Hemsley read for the part and “the minute he opened his mouth he was George Jefferson,” Lear said. He said Hemsley was smaller than O’Connor’s Archie but “he was every bit as strong as Archie.”
Sherman Alexander Hemsley, though, was far less feisty. The son of a printing press-working father and a factory-working mother, Hemsley served in the Air Force and worked for eight years as a clerk for the Postal Service.
Having studied acting as an adolescent at the Philadelphia Academy of Dramatic Arts, he began acting in New York workshops and theater companies, including the Negro Ensemble Company. For years, he kept his job at the post office while acting at night, before transitioning to acting full-time.
He made his Broadway debut in 1970’s “Purlie,” a musical adaptation of Ossie Davis’ Jim Crow-era play “Purlie Victorious.” (Hemsley would later star in a 1981 made-for-TV version of “Purlie,” as well.) It was while touring the show that Hemsley was approached by Lear about playing a character on the sitcom that would become “All in the Family.”
Hemsley joined the show in 1973, immediately catapulting himself from an obscure theater actor to a hit character on the enormously popular show. Two years later, “The Jeffersons” was spun off. Among the numerous “All in the Family” spin-offs (“Maude,” ”Archie Bunker’s Place, “704 Hauser”), “The Jeffersons” was the longest-running.
The character, the owner of a chain of dry-cleaning stores, was devised, Hemsley said, as “pompous and feisty.”
“All of it was really hard for because – rude, I don’t like to be that way,” Hemsley said in a 2003 interview for the Archive of American Television. “But it was the character, I had to do it.

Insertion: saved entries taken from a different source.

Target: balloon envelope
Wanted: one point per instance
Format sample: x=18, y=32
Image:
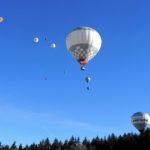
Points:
x=53, y=45
x=36, y=39
x=1, y=19
x=140, y=120
x=88, y=79
x=83, y=43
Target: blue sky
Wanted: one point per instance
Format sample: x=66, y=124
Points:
x=32, y=108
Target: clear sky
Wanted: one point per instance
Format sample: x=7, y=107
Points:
x=32, y=108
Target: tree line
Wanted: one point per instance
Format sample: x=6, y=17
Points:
x=126, y=141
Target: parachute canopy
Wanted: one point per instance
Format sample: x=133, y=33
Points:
x=83, y=43
x=1, y=19
x=140, y=120
x=36, y=39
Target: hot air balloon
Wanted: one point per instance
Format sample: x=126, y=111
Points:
x=36, y=39
x=140, y=120
x=83, y=43
x=53, y=45
x=1, y=19
x=88, y=79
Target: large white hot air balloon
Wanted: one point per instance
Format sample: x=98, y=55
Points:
x=83, y=43
x=140, y=120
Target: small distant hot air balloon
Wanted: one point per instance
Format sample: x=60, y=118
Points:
x=1, y=19
x=83, y=43
x=45, y=78
x=53, y=45
x=140, y=120
x=88, y=79
x=36, y=39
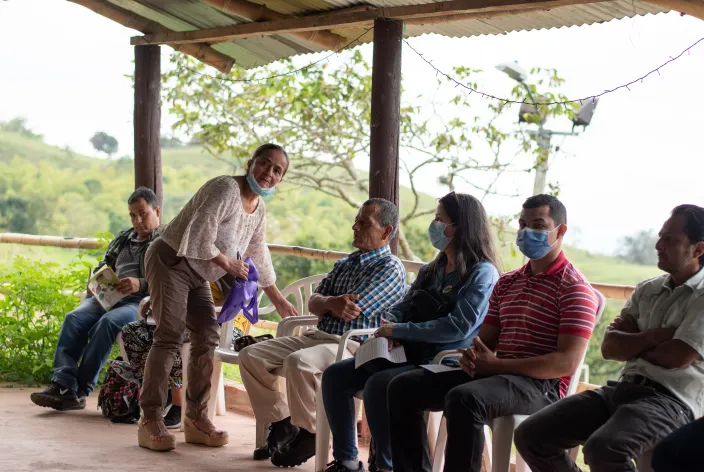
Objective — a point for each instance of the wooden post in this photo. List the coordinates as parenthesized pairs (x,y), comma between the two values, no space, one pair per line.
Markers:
(386,112)
(147,119)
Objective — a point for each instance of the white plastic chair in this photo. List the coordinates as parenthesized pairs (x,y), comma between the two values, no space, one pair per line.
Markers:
(503,428)
(301,290)
(322,436)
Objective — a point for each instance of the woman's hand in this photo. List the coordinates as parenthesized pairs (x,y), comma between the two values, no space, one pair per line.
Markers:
(237,268)
(385,330)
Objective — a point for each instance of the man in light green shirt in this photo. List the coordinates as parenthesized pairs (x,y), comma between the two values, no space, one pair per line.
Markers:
(660,336)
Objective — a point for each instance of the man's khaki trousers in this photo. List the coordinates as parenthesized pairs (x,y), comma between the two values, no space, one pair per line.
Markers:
(301,360)
(180,299)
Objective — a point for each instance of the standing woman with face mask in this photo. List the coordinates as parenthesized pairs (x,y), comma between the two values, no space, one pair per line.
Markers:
(442,310)
(226,217)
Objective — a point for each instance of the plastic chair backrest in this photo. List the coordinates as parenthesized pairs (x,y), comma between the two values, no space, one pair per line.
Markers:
(301,290)
(574,380)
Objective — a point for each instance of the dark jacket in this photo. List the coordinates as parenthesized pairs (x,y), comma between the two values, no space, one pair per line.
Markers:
(116,245)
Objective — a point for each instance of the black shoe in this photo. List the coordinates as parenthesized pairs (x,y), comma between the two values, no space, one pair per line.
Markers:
(296,452)
(280,433)
(337,466)
(172,419)
(59,398)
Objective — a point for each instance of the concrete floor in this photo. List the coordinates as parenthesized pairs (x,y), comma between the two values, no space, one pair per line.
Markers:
(39,439)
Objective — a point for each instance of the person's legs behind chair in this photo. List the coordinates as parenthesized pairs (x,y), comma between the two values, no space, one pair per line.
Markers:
(261,365)
(62,392)
(304,370)
(470,406)
(101,339)
(170,281)
(340,382)
(202,326)
(545,438)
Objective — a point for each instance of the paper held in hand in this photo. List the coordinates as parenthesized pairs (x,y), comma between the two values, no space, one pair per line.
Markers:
(103,286)
(378,348)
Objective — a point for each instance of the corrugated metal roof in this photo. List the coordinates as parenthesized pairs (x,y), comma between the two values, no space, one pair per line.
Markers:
(184,15)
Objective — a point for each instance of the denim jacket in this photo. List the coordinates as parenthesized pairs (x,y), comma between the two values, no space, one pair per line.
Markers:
(459,327)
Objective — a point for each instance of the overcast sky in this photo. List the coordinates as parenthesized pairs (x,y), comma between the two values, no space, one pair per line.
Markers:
(643,154)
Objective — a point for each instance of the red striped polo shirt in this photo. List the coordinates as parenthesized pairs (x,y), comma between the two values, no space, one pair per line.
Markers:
(531,311)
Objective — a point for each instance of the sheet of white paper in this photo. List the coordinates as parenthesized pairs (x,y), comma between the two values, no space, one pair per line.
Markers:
(437,368)
(378,348)
(103,287)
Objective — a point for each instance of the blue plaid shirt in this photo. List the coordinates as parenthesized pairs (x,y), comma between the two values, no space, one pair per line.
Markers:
(378,277)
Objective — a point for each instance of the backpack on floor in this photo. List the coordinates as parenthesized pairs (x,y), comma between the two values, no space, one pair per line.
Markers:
(119,394)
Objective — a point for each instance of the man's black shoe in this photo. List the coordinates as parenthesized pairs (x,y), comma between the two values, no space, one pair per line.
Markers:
(59,398)
(296,452)
(280,433)
(337,466)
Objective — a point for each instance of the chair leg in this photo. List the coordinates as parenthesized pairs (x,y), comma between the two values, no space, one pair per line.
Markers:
(215,385)
(260,440)
(322,434)
(220,406)
(121,343)
(502,440)
(439,455)
(643,461)
(185,357)
(433,419)
(486,458)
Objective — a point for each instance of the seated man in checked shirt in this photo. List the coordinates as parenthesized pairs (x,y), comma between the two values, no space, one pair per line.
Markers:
(354,294)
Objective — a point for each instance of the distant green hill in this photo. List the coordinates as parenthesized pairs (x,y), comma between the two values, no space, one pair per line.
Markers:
(48,190)
(75,195)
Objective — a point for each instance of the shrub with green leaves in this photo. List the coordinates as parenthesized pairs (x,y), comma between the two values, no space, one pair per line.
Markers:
(34,299)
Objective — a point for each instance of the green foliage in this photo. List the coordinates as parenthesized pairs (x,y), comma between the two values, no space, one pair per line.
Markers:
(103,142)
(19,125)
(35,299)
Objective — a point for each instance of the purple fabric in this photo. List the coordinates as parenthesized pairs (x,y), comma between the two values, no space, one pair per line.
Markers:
(242,297)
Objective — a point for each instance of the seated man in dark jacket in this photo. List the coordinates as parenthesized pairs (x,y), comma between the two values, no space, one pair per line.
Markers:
(88,332)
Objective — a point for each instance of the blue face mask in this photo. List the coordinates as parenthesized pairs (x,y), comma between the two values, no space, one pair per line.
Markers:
(436,233)
(256,188)
(533,243)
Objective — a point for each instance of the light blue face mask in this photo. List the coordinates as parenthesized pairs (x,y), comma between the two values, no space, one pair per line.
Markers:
(256,188)
(436,233)
(533,243)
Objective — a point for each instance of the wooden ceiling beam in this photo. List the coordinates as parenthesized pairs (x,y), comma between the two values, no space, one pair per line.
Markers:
(199,50)
(355,19)
(693,8)
(258,13)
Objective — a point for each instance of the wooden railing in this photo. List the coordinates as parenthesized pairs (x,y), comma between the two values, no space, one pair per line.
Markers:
(618,292)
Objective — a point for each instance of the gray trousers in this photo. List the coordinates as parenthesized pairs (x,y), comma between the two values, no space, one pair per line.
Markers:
(180,299)
(616,424)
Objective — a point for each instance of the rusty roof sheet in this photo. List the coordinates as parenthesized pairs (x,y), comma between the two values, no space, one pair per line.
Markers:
(184,15)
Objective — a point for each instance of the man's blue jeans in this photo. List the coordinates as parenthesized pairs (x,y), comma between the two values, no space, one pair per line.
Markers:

I had to be true to the character. If I was to pull back something, then it just wouldn’t work.”
After “The Jeffersons” was abruptly cancelled, Hemsley starred in the sitcom “Amen” as a fiery Philadelphia church deacon, Ernest Frye. The show latest five years, running 1986 to 1991.
Jackee Harry, a longtime friend who made appearances on the show, said she and Hemsley had planned to tour in the musical “Ain’t Misbehavin”’. She said they had discussed it recently and that he seemed in good health and in good spirits.
“It’s a sad, sad, sad day,” she said from her home in Beverly Hills.
She recalled when the two of them were on a Manhattan sidewalk during the era of “The Jeffersons,” and passersby went wild.
“He got mauled and mugged,” she laughed. “He said, ‘What’s all the screaming about?’ He was so popular and he didn’t even know it.”
She described him as “a very private person unlike George Jefferson. But he was very kind and very sweet, and generous to a fault.”
Hemsley frequently turned up as a guest on sitcoms like “Family Matters,” ”The Hughleys” and even, in a voice role, “Family Guy.” He twice reprised George Jefferson, appearing as his famous character on “The Fresh Prince of Bel-Air” and, in 2011, on “House of Payne.”
Hemsley, whose films include 1979’s “Love at First Bite,” 1987’s “Stewardess School” and 1987’s “Ghost Fever,” released an album, “Ain’t That a Kick in the Head,” in 1989.